"You are the 13th most valued employee at the company."
Would this statement make you feel better about your job? Traditionally, employers have been ranking employee value based on already measurable metrics like quotas or sales goals. But at a large company, it may not always be easy to pin down a benchmark for workers.
Meet the Saba People Cloud. According to Wired, HR software company Saba will be unveiling a new application that helps businesses build a database of scores that can help assess the most valuable employees based on social networking. It's similar to services like Reppify and BranchOut, which help analyze activity on outside websites. But this service will monitor similar data from an intracompany network.
The catch to this is that employee scores are based on their Saba People Cloud activity, and each worker is given a People Quotient (pQ). It's a move that's going to register as controversial to employers who believe they have a low segment of digital-savvy employees, or ones who aren't exactly comfortable trying to move up the social ladder.
According to Wired, "The engine looks across an organization to compare your performance against other managers with similar positions and goals, and it determines the 'quality' of your social interactions and contributions across the company...It’s like a corporate Klout score—a controversial score that rates your social networking impact on the public internet. The more you accrue followers, engage with others, and post stuff that people reference in their own posts, the better your pQ score."
While the system may not appeal to non-social network users, it may turn into a safer platform to help steer HR managers away from digging into online personal profiles, like Facebook or Twitter.
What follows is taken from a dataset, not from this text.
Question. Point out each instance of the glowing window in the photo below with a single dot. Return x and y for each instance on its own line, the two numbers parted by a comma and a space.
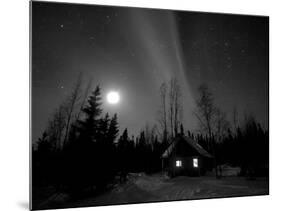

According to Eurocom Worldwide, a global PR agency that did a study on the technology market, almost one in five technology industry executives say that a candidate’s social media profile has caused them not to hire that person.
“The 21st century human is learning that every action leaves an indelible digital trail. In the years ahead many of us will be challenged by what we are making public in various social forums today," says Mads Christensen, network director at Eurocom Worldwide. "The fact that one in five applicants disqualify themselves from an interview because of content in the social media sphere is a warning to job seekers and a true indicator of the digital reality we now live in."